On the ground and in the trees young birds are being seen in ever increasing numbers as they beg for food from their parents and seek to improve their flying techniques.
In their juvenile plumage they can sometimes pose a real identification challenge to the birdwatcher.
The first eider and shelduck ducklings will appear on the Basin in early June and as the month progresses the male eiders will gradually slip into eclipse (camouflage) plumage before starting their wing moult later in the summer.
Recent sightings last month included a fulmar on the 20th, a whitethroat on the 21st and on the same day the rarer lesser whitethroat was heard singing at Tayock.
A ruff was seen by the Mill Burn on the 26th as was a whimbrel near the widgeon hide. In addition 91 cormorants were counted on the 27th, the highest number for some years.
On the 29th 80 black-tailed godwits were feeding on the estuary, many in summer plumage. This was an unusually high number so late in the season.
These elegant waders are likely to have wintered in Scotland and were on their way to their breeding grounds in Iceland. On June 2, three moorhen chicks just days old made their debut on the pool in front of the visitor centre.
At the Wildlife Centre, the young blue tits in our "camera nestbox" are growing rapidly.

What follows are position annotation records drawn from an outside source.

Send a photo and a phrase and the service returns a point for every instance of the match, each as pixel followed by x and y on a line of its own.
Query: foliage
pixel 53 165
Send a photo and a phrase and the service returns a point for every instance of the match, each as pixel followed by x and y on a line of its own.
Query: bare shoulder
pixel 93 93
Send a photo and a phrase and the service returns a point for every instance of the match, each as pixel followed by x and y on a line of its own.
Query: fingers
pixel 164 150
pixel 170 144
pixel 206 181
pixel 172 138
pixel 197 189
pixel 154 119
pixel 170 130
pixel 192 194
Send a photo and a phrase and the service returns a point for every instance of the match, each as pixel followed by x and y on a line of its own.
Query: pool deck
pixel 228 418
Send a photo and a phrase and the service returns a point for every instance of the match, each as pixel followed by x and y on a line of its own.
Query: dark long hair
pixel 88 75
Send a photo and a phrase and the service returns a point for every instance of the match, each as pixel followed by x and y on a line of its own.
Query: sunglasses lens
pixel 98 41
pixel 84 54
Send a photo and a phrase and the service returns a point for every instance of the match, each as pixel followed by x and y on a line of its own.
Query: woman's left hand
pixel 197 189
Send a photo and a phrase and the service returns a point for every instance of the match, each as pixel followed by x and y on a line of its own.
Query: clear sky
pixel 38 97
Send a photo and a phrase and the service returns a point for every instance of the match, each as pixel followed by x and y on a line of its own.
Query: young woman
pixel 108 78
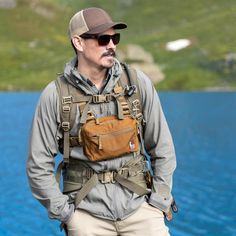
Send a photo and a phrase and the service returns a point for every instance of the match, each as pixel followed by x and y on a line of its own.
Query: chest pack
pixel 104 137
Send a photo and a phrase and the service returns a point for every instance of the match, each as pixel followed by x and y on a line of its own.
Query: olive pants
pixel 147 220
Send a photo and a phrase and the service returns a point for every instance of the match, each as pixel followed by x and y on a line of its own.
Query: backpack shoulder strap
pixel 65 104
pixel 130 78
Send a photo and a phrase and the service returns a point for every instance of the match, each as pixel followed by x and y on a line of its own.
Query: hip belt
pixel 80 178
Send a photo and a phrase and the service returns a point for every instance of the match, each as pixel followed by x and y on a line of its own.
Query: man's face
pixel 101 56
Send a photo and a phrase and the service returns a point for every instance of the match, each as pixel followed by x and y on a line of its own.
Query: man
pixel 105 191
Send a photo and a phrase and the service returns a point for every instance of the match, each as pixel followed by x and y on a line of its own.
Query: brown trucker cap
pixel 92 21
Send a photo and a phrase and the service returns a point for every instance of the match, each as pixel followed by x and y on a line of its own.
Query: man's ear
pixel 77 42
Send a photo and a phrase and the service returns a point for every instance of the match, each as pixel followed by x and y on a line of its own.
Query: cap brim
pixel 102 28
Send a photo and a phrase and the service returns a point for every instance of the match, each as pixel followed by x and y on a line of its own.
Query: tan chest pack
pixel 105 137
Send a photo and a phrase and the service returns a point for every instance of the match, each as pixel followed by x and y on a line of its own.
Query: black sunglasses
pixel 103 39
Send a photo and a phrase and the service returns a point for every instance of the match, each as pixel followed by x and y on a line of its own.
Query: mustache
pixel 109 52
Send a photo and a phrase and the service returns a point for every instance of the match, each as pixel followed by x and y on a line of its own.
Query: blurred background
pixel 186 45
pixel 188 50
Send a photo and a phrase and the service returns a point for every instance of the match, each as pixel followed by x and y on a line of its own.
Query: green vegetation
pixel 35 46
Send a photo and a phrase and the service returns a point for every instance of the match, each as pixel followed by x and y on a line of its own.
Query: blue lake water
pixel 203 126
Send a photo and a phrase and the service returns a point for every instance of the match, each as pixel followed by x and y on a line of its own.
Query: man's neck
pixel 94 74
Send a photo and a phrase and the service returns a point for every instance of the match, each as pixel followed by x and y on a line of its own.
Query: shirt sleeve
pixel 158 144
pixel 43 147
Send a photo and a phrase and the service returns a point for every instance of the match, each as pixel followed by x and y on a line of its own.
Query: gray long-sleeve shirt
pixel 110 201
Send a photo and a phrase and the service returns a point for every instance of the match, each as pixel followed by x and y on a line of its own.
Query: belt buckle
pixel 108 177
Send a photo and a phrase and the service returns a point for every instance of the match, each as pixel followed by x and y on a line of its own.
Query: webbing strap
pixel 87 187
pixel 131 185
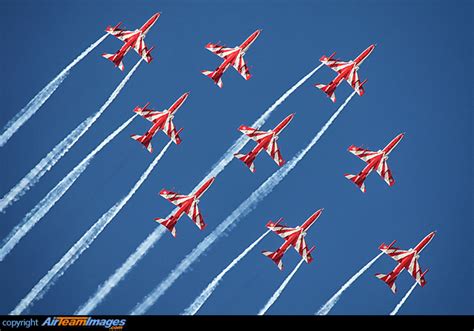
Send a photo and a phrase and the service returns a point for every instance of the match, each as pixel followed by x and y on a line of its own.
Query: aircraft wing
pixel 274 152
pixel 363 154
pixel 335 65
pixel 175 198
pixel 142 50
pixel 195 214
pixel 415 270
pixel 171 132
pixel 281 230
pixel 241 67
pixel 355 83
pixel 302 249
pixel 219 50
pixel 384 171
pixel 254 134
pixel 149 114
pixel 394 252
pixel 122 35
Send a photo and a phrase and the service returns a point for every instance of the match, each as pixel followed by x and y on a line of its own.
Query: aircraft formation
pixel 267 140
pixel 264 141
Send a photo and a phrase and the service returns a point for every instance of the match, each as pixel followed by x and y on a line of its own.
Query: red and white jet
pixel 232 57
pixel 187 204
pixel 406 260
pixel 131 39
pixel 293 237
pixel 375 160
pixel 265 140
pixel 346 71
pixel 161 121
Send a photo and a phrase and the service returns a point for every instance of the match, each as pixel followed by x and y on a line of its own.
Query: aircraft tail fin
pixel 329 90
pixel 247 159
pixel 358 180
pixel 389 280
pixel 169 224
pixel 275 257
pixel 213 75
pixel 115 59
pixel 142 140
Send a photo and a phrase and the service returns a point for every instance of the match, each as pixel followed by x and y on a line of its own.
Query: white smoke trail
pixel 242 140
pixel 38 212
pixel 39 99
pixel 400 304
pixel 105 288
pixel 241 211
pixel 202 298
pixel 38 291
pixel 60 150
pixel 326 308
pixel 280 290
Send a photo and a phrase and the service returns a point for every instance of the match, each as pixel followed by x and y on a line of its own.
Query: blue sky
pixel 420 82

Fed on a diet of juicy caterpillars by their every attentive parents, they will be leaving the nestbox any day now. The pair of swallows observed from another miniature camera have built their mud nest and lined it with feathers. By now the female will have started laying her clutch of four or five whitish eggs with red and brown spots.
The peanuts in our feeder outside the Centre are a rich source of nutrients for small birds but recently they have been attracting a number ofjackdaws.
Despite the size of their beaks they can quickly break up the peanuts and extricate the pieces through the wire mesh. It is an example of how adept members of the crow family can be in exploiting different food sources.